In the following years the focus groups were widespread within the RSEQ, and biennial meetings continued. The publication Annals of Chemistry was divided into three series between 1980 and 1989:

- Annals of Chemistry / Series A, Physical Chemistry and Chemical Engineering, ( CODEN AQSTDQ)
- Annals of Chemistry / Series B, Inorganic and Analytical Chemistry, (CODEN AQSAD3)
- Annals of Chemistry / C Series, Organic Chemistry and Biochemistry (CODEN AQSBD6)
From 1990 to 1995, subseries A, B and C are joined to form again Annals of Chemistry, (CODEN ANQUEX). Between 1996 and 1998 the magazine changed its name to Annals of Chemistry, International Edition, (CODEN AQIEFZ) and published in English during this period.

In 1998 it merged with other European publications, to edit together several magazines in English, but the tradition of publishing in Spanish with the founding in 1999 of continuing Annals of the Spanish Royal Society of Chemistry (Annals RSEQ), , quarterly.

== Publications ==

Since 1999, Annals of the Spanish Royal Society of Chemistry, , is published quarterly.
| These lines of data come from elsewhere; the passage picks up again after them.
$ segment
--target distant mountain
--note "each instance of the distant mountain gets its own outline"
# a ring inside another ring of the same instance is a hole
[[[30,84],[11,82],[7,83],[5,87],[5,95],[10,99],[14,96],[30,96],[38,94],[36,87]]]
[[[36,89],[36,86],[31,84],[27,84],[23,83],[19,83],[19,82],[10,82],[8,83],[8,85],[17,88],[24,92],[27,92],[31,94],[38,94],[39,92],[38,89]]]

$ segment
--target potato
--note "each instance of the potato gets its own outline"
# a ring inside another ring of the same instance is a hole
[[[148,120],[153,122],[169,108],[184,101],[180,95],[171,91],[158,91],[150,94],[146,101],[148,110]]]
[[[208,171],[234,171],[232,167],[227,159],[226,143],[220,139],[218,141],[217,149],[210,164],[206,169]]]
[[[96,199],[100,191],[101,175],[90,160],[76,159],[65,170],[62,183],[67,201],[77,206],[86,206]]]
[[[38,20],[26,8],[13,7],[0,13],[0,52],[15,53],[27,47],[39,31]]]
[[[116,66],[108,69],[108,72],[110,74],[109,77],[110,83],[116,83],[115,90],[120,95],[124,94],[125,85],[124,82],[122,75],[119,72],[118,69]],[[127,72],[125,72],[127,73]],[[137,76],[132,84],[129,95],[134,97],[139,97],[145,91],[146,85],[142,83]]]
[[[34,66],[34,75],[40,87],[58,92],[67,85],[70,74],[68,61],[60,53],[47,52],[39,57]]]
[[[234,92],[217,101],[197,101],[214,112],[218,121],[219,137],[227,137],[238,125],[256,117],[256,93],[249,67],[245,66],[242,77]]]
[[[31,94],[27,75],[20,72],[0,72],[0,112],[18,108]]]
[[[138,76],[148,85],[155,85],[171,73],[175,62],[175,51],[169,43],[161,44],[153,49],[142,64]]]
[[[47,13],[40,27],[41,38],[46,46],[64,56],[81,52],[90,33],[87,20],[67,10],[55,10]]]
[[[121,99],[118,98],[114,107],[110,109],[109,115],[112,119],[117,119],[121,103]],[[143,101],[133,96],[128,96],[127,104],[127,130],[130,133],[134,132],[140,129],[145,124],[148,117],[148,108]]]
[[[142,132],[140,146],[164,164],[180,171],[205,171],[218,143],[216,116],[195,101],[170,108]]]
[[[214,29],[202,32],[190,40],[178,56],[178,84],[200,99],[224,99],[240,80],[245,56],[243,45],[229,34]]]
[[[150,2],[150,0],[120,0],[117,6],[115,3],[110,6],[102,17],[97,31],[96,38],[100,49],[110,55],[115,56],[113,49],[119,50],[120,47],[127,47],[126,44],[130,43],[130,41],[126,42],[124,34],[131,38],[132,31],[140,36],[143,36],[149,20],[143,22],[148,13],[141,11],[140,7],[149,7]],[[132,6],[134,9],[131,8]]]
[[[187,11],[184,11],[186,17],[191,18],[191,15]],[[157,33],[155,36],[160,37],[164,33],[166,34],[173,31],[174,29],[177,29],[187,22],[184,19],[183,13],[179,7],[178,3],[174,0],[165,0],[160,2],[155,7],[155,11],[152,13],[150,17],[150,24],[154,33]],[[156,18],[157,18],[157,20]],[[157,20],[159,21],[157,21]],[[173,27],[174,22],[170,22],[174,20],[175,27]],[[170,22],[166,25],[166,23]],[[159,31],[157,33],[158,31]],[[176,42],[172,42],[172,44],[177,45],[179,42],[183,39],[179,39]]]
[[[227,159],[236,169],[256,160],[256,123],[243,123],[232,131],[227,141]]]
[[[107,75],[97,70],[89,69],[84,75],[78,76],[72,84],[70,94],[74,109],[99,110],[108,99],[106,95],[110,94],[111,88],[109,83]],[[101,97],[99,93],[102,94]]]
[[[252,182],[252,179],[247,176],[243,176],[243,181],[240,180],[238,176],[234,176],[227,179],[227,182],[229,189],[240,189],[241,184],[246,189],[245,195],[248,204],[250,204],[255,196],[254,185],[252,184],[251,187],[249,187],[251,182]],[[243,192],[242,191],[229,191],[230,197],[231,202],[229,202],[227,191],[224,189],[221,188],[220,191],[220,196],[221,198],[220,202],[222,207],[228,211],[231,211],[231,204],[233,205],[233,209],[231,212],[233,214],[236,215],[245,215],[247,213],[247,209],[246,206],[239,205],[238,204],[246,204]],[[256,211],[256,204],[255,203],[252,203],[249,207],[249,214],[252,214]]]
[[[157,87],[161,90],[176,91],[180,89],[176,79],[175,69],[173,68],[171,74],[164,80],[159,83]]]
This journal is a continuation of classical Annals of Chemistry, which was integrated into a consortium of European magazines along with Acta Chimica Hungarica, Models in Chemistry, Bulletin des Sociétés Chimiques Belges, Bulletin of Société Chimique de France, Chemische Berichte, Chimika Chronika, Gazzetta Chimica Italiana, Liebigs Annalen, Polish Journal of Chemistry, Recueil des Travaux des Pays-Bas Chimiques and Revista Portuguesa de Química.

The Association of European Journals in partnership with Wiley-VCH publishes several magazines: Chemistry - A European Journal, European Journal of Inorganic Chemistry, European Journal of Organic Chemistry, ChemBioChem, ChemMedChem and ChemSusChem.

The RSEQ is also co-editor of the journal Analytical and Bioanalytical Chemistry (published by Springer ) and Physical Chemistry Chemical Physics (PCCP), published by the Royal Society of Chemistry.